Otworzyłem natychmiast i zobaczyłem kogoś w kominiarce. Odwróciłem się plecami do drzwi chcąc przejść w głąb mieszkania. Wtedy poczułem silny ból w okolicach lędźwiowych. Siła uderzenia przemieściła mnie aż pod okno. Piotr D.
"Na koszulce, w której spałem, był odcisk buta"
Według niego, już wtedy odczuwał silny ból w plecach, więc poszedł do lekarza. Prześwietlenie wykazało, że ma złamany kręgosłup i że musi chodzić w gorsecie ortopedycznym. Do dziś ma unikać sportu, nie może też nosić ciężkich rzeczy. - Czym pan został uderzony? - dopytywał go pełnomocnik, mec. Piotr Bytnerowicz. - Na koszulce, w której spałem, był odcisk buta - odparł powód, który przyniósł do sądu tę koszulkę.
Według powoda, policja nigdy go nie przeprosiła. - Od tamtego zajścia boję się policji, unikam jej, nie chcę mieć z nią nic do czynienia. Mam też psychiczny problem z tym, że będąc młodym człowiekiem nie mogę pomóc, gdy np. ktoś w pociągu poprosi mnie o ułożenie walizki na półce, gdy idę z narzeczoną na zakupy i to ona musi nieść ciężkie rzeczy - opowiadał sądowi.
Lubił grać w koszykówkę, pływać kajakiem
My tylko dostaliśmy polecenie udania się w to miejsce. My jesteśmy tylko z Białegostoku. pełnomocnik białostockiej policji
Wcześniej, jak dodał, lubił grać w koszykówkę, pływać kajakiem czy jeździć na nartach. - Dziś mój stan jest taki, że po dłuższych okresach siedzenia - a jako informatyk mam siedzącą pracę - ból się nasila. Czasem ból budzi mnie ze snu, gdy źle się ułożę. Lekarze powiedzieli, że proces zrastania się kręgosłupa już dobiegł końca i lepiej już nie będzie, a gorzej - to prawdopodobnie w przyszłości tak - oświadczył pytany przez sąd.
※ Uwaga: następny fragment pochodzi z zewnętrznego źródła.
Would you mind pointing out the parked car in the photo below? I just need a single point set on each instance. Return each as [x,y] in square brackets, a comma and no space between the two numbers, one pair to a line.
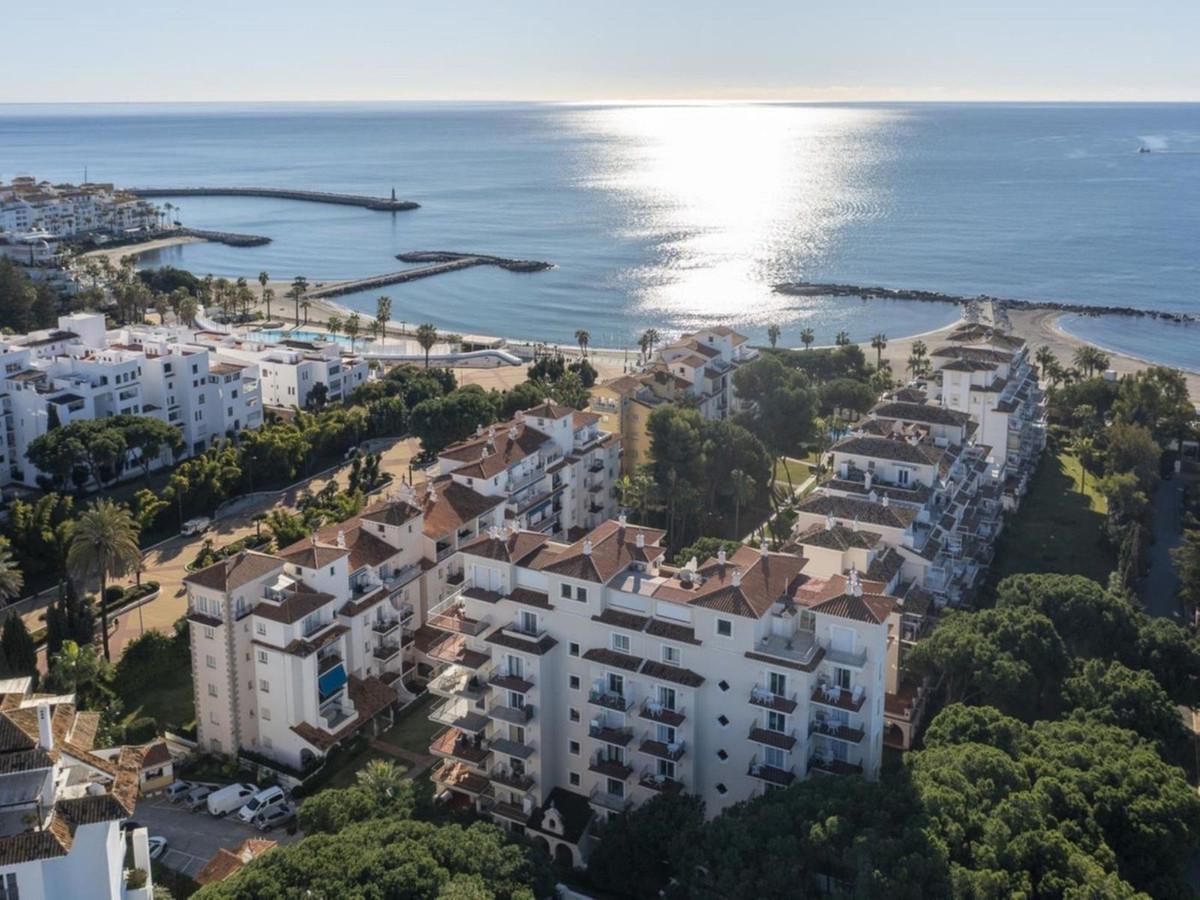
[229,798]
[157,847]
[282,814]
[261,802]
[196,526]
[198,797]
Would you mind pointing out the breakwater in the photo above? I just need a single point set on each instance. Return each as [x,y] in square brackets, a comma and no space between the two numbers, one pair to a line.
[809,288]
[342,199]
[227,238]
[438,262]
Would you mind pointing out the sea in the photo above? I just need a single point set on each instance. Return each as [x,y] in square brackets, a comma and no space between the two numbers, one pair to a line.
[678,215]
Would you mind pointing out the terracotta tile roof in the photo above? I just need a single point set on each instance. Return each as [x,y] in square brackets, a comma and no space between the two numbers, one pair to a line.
[234,571]
[765,579]
[227,862]
[511,549]
[612,549]
[454,507]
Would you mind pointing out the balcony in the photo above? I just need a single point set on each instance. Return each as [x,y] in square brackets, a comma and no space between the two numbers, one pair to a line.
[384,627]
[761,696]
[768,737]
[451,616]
[827,766]
[611,700]
[610,766]
[658,713]
[514,715]
[618,736]
[610,802]
[839,697]
[659,784]
[837,731]
[385,652]
[503,681]
[663,751]
[513,748]
[771,774]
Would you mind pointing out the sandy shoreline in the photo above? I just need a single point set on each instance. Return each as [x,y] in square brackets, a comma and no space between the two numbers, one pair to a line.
[1037,327]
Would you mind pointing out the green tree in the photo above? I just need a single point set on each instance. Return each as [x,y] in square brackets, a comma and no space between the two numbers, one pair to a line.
[426,336]
[105,545]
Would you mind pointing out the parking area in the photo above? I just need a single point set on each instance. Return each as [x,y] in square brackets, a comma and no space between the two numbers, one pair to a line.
[193,838]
Policja: Mieliśmy złe informacje
Pozwana Komenda Wojewódzka Policji z Białegostoku przyznaje, że doszło do pomyłki, ale płacić nie chce. Wskazuje, że to Komenda Główna Policji, której podlega CBŚ, miała informację, iż w mieszkaniu jest groźny przestępca i to dlatego w lutym 2008 r. o 6 rano doszło do tej pomyłki. - Bo do niej doszło, ale to nie nasza wina - powiedział po rozprawie mec. Janusz Radwański. Sąd postanowił w piątek, że dopozwanym w sprawie będzie Komenda Główna Policji.
"My jesteśmy tylko z Białegostoku"
Według Joanny Lory z Helsińskiej Fundacji Praw Człowieka, która zajęła się tą sprawą, pomyłki w policji zawsze zdarzają się i będą się zdarzać, ale największym błędem jest, że policja nie potrafiła przeprosić za zajście. - Zachowują się trochę tak, jakby chcieli udowodnić, że nic złego się nie stało - dodaje mec. Bytnerowicz, który reprezentuje Piotra D.
Według prawnika policji mec. Radwańskiego, dobrze się stało, że nadzorująca CBŚ Komenda Główna Policji została dopozwana do sprawy. - My tylko dostaliśmy polecenie udania się w to miejsce. My jesteśmy tylko z Białegostoku - dodał.